La critique de la biographe Angela Levin à l’égard du prince Harry pourrait être personnelle

Malgré le fait que la biographe Angela Levin considère le prince Harry et Meghan Markle en elle Télégraphe Un éditorial peut sembler controversé à un niveau général, il pourrait également y avoir une perspective plus personnelle dans les prises de Levin. Bien que Levin soit l’un des très rares biographes royaux à avoir eu, à un moment donné, une relation individuelle avec le prince Harry, il semble qu’ils ne soient pas en communication depuis un certain temps. (Levin, qui a écrit une biographie royale de 2018 sur le prince Harry, était vraisemblablement en contact avec le roi avant la sortie du livre en mai 2018, mais ne semble pas avoir eu de correspondance avec lui depuis – peut-être en raison du fait qu’elle continue d’écrire pour publications Harry et Meghan ont décidé de faire échec en raison d’allégations de calomnie et de diffamation.)
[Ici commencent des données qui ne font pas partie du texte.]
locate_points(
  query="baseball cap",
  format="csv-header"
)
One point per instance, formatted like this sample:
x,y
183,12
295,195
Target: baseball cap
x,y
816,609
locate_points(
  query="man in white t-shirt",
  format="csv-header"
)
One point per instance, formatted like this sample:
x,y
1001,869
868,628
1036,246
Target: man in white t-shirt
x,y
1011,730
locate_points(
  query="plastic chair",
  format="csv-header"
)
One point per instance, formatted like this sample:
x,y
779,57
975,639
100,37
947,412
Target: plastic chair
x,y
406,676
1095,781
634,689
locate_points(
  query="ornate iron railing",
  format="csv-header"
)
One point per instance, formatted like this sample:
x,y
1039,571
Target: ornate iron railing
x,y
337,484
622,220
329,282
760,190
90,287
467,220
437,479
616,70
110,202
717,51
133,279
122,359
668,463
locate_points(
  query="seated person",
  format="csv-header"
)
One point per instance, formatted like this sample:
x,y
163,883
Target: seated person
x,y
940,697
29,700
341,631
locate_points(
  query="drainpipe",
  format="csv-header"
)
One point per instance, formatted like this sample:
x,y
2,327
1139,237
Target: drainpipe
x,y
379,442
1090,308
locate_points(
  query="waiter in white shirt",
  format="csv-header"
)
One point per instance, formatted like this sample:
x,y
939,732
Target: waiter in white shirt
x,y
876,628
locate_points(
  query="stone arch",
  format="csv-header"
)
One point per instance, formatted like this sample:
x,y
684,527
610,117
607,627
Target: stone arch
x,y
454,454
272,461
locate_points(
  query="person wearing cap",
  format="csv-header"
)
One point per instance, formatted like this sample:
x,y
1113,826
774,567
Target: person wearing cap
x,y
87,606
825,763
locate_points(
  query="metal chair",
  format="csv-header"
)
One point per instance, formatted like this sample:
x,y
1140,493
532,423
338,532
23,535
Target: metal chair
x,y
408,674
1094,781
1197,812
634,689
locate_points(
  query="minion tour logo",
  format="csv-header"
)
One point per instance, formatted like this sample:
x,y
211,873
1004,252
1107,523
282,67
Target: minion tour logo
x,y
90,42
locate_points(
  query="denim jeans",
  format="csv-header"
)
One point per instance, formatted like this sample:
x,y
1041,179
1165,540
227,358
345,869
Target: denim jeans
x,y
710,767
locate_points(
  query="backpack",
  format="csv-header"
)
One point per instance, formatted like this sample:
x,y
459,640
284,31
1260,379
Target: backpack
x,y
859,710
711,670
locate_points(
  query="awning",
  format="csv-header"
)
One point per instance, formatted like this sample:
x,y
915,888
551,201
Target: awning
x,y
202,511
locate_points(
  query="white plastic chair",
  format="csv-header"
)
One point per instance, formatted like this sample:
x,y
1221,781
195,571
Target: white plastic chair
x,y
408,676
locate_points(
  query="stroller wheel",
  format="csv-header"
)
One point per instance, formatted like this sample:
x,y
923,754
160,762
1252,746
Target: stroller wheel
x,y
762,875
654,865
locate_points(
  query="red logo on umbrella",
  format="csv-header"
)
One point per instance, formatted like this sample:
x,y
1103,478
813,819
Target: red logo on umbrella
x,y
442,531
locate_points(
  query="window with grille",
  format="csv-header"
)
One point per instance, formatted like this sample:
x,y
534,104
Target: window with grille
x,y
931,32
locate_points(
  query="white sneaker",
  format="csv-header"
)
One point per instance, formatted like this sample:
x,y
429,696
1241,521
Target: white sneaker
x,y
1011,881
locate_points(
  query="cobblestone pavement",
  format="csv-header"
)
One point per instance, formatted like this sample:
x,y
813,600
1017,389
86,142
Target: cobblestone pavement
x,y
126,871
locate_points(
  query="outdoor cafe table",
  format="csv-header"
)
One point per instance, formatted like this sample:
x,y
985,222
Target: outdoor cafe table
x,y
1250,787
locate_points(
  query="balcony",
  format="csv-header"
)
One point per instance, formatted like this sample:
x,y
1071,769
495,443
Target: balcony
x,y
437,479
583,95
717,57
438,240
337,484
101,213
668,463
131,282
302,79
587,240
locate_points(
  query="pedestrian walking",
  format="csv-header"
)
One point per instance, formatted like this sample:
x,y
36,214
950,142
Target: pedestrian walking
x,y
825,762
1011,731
Cela pourrait aussi être la raison pour laquelle les propres opinions de Levin sur le comportement du prince Harry depuis « Megxit » semblent, parfois, se contredire complètement. Dans Levin’s Télégraphe morceau, l’écrivain a critiqué ce qu’elle a qualifié de « Californication » du style de discours du prince, citant l’utilisation d’argot comme « twenny twenny » et « I wanna » comme preuve. Mais en décembre 2020 (par L’Express), elle a estimé que leurs modèles de discours et de ton dans leur podcast étaient plutôt le résultat d’une affectation formelle et «royale», plutôt qu’influencée par un laxisme californien. C’est déroutant, c’est sûr.

LAISSER UN COMMENTAIRE

S'il vous plaît entrez votre commentaire!